ST. LOUIS, Mo.—There were two separate, but related announcements in the world of security finance this week. Will Schmidt has taken over the role of managing director of CapitalSource and three CapitalSource executives—Bill Polk, Tom Pagnani and John Robuck—have left CapitalSource to head up a new security lending group at Capital One.

Schmidt joined CapitalSource as part of the 2004 SLP Capital acquisition. He started his career at CapitalSource as a loan officer. He has served in several roles over the past seven years, most recently as director and business development officer in the Security Lending Group.

“This is a great opportunity to take over the reins and continue the leading security practice in the U.S.,” he said. In his new role, Schmidt will develop new client relationships and structure, underwrite and fund transactions within the security and government services markets. CapitalSource does most of its business in the $10 million to $50 million range “to security businesses with a large RMR component.” It also does loans in the homeland security/government services business. In the past couple of years, it began loaning in the $1 million to $10 million range. CapitalSource will make loans in this range for “well-established companies and people we know well,” Schmidt said.

Schmidt expects to announce additional members of his team within a couple of weeks. “CapitalSource has been lending in the security space for seven years,” he said. “It is very high priority for senior management ... they know what a great asset class this is and they’re excited and supportive.
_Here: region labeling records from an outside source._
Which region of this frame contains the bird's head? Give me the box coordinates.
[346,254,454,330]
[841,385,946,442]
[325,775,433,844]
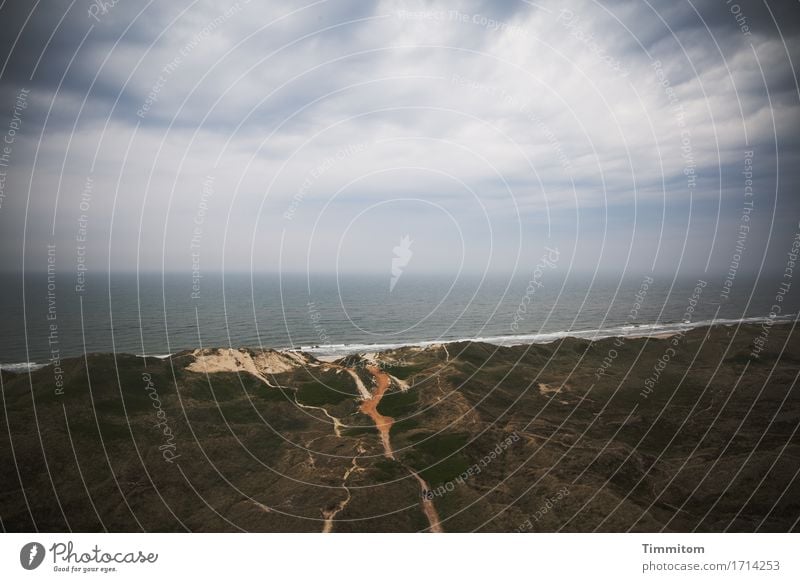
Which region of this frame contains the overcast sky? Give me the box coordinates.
[0,0,800,280]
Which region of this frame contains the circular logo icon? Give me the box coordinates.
[19,542,45,570]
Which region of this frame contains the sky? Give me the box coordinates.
[0,0,800,277]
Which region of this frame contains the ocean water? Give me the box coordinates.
[0,269,800,369]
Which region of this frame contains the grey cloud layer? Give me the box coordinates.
[0,0,800,278]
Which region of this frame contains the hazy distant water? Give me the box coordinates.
[0,271,798,364]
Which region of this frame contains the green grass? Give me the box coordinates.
[407,433,471,487]
[378,390,419,419]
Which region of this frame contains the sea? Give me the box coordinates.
[0,269,800,370]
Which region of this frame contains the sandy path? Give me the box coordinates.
[406,467,444,533]
[358,366,394,460]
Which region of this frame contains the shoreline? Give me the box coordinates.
[0,314,800,374]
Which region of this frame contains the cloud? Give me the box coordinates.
[0,0,800,272]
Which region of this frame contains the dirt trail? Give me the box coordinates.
[406,467,444,533]
[358,366,394,460]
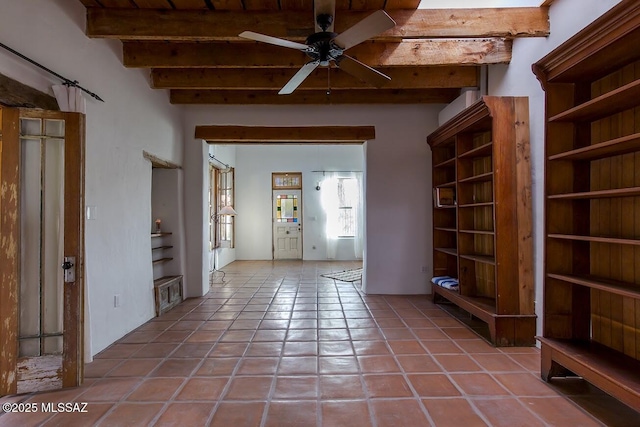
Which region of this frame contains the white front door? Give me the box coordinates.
[0,108,85,396]
[273,190,302,259]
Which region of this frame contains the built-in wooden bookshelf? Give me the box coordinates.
[533,0,640,410]
[151,232,182,316]
[427,96,536,346]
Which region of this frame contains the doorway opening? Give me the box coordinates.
[271,172,302,260]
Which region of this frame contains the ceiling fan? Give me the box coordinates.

As we continue to move ahead, we don’t intend to miss a beat.”

Former CapitalSource managing director Bill Polk is now Capital One’s managing director security, defense technology. His long-time colleagues, John Robuck and Thomas Pagnani have joined him at Capital One. “Capital One has targeted the security industry as a very attractive place to play in a significant way,” he said. Capital One will be able to offer the security industry “a set of financial products and services that will be very attractive to the security industry.” And, bottom line, it means more capital for the industry.

Capital One is “not just looking at the security monitoring sector, it’s looking at the whole expanse of the security industry," Polk said.

That includes: physical security—traditional burg, fire, access, video; the homeland security and disaster recovery market that’s emerged since 9/11 and Katrina; and public safety—in particular private sector companies that provide goods and services to public safety entities such police, fire, EMS and corrections.

“Capital One has the platform to work within and across all the different sectors in the security industry,” Polk said. “The team that joined Capital One has deep and longstanding experience in the security market. When you mix that with Capital One’s strong balance sheet, financial services, and back office processing capabilities, that’s a powerful cocktail of things to offer the industry.”